DWU Chairman Mohamed Sheria said salary talks were scheduled to resume on September 22, but also failed to take place and the union has written to the government to address their concerns.
In the letter dated September 16, to National Treasury Cabinet Secretary Ukur Yattani, Mr Sheria urged the government to make the agreement public and address the workers’ concerns.
“Are port workers still employees of KPA or the new amorphous body created through the August 7 presidential executive order called KTLN?” he posed, adding that KPA, KRC and KPC workers had independent unions whose fate was not known now that they all belong to one employer, KTLN.
Sheria said the merger was a scheme to lay off employees at the port.

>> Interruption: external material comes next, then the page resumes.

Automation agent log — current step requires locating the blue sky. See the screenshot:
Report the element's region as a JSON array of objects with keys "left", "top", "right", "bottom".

He claimed that top managers and 700 workers from the KPA Security Department were the first targets of the alleged scheme.
“If we are all under one organisation and KPC and KRC have private security firms manning their installations, does it mean KPA should also go that route,” said Sheria, who also accused the union’s General Secretary Simon Sang of backing the merger to the detriment of the interests of the workers.

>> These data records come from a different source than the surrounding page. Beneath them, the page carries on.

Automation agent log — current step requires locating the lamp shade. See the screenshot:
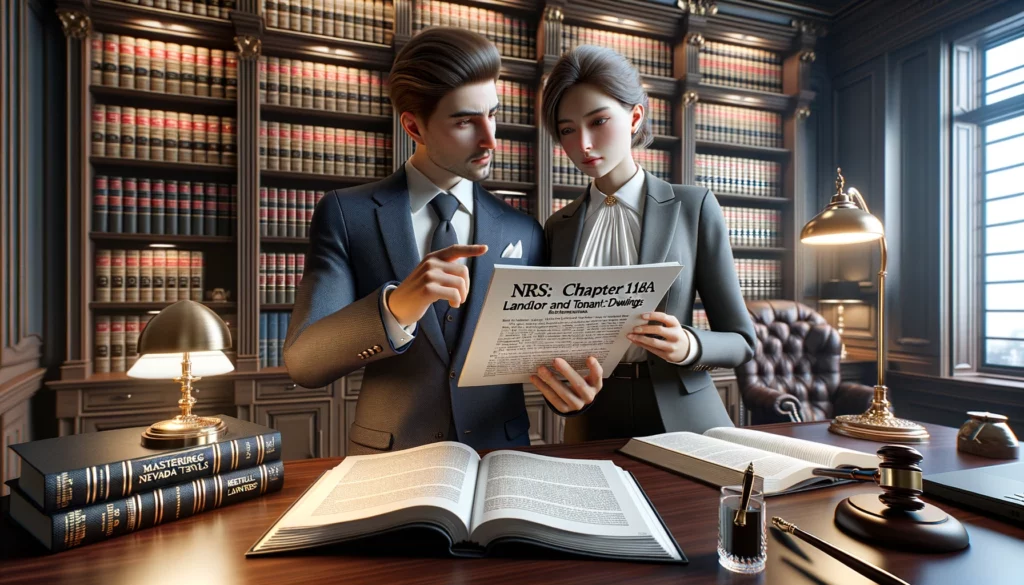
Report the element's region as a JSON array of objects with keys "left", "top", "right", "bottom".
[
  {"left": 818, "top": 280, "right": 864, "bottom": 304},
  {"left": 138, "top": 300, "right": 231, "bottom": 356},
  {"left": 128, "top": 300, "right": 234, "bottom": 379},
  {"left": 800, "top": 195, "right": 886, "bottom": 245}
]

Sheria is also accusing Sang of working with the State to transfer KPA services to the newly created KTLN, citing a letter he wrote to the Ministry of Transport in 2015.

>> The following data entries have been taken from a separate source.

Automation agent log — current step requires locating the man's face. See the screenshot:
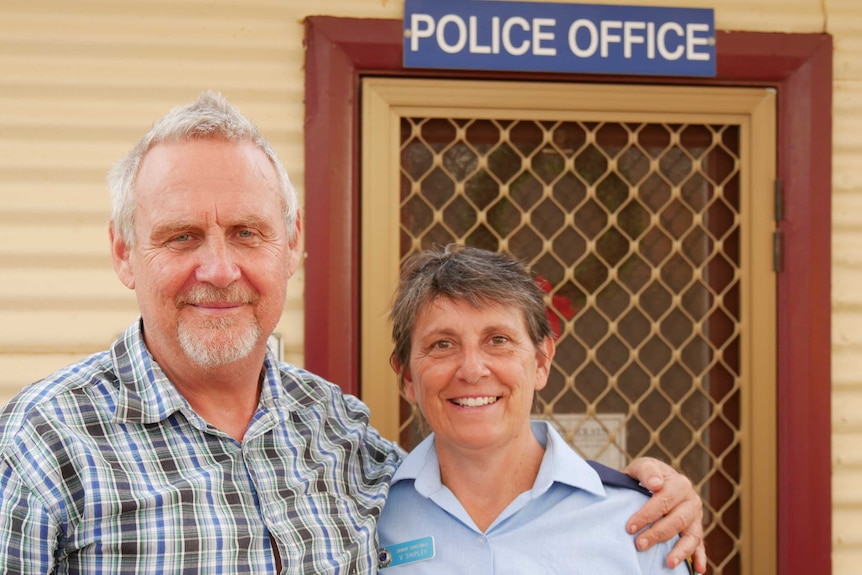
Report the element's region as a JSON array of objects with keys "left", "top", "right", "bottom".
[{"left": 112, "top": 140, "right": 299, "bottom": 368}]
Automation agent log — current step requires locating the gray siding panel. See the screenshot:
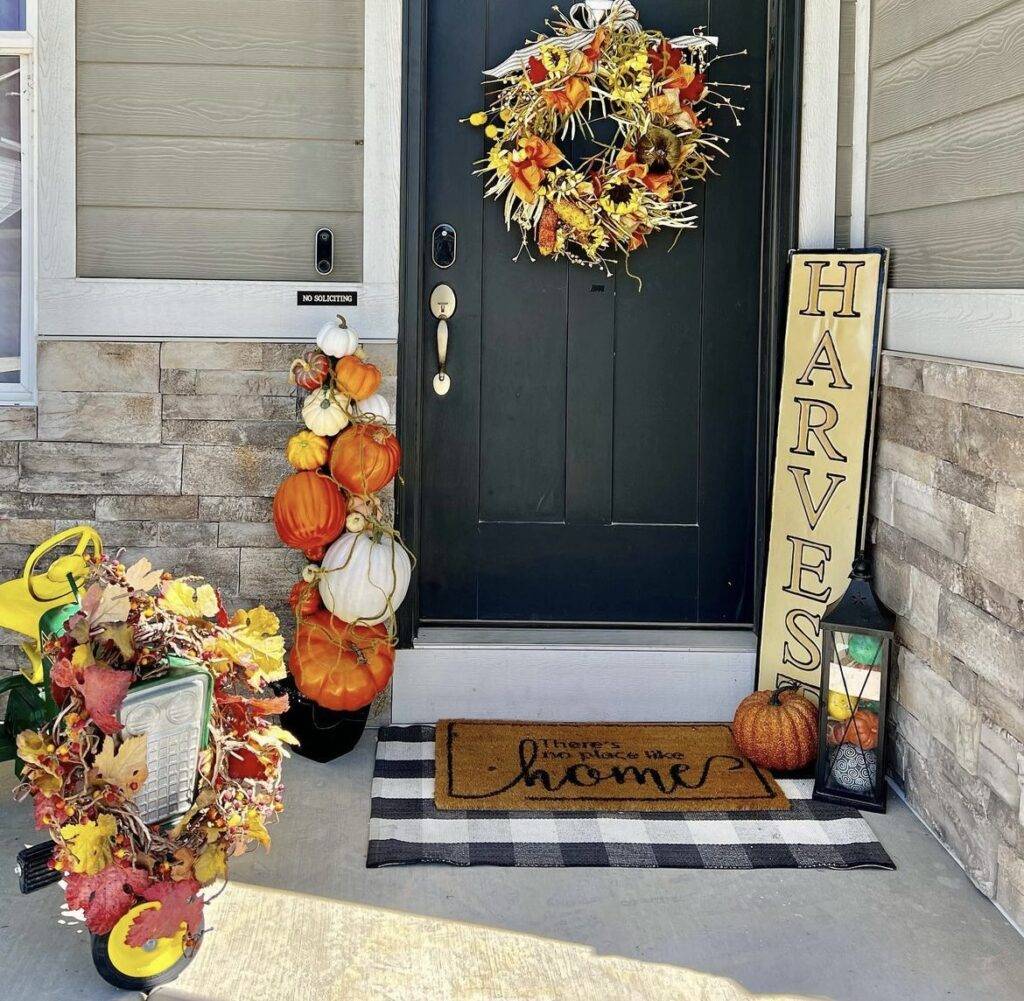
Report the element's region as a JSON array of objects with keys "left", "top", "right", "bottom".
[
  {"left": 867, "top": 97, "right": 1024, "bottom": 215},
  {"left": 867, "top": 0, "right": 1024, "bottom": 289},
  {"left": 78, "top": 207, "right": 362, "bottom": 282},
  {"left": 870, "top": 0, "right": 1024, "bottom": 141},
  {"left": 871, "top": 0, "right": 1007, "bottom": 67},
  {"left": 77, "top": 0, "right": 365, "bottom": 284},
  {"left": 78, "top": 62, "right": 362, "bottom": 143},
  {"left": 869, "top": 194, "right": 1024, "bottom": 289},
  {"left": 76, "top": 0, "right": 364, "bottom": 69},
  {"left": 78, "top": 135, "right": 362, "bottom": 212}
]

In the letter, Sang called for a change in management of the country’s port from the current service to the landlord module.
Under the landlord model, the port authority acts as a regulatory body and as the landlord, while port operations are carried out by private firms.
According to the executive order, KTLN will manage KPA, KPC and KRC under the Industrial and Commercial Development Corporation.
“KPA, KPC, and KRC will have an escrow account, KPA is answerable to KTLN board and there are fears of job losses. These are issues we want addressed,” said Sheria.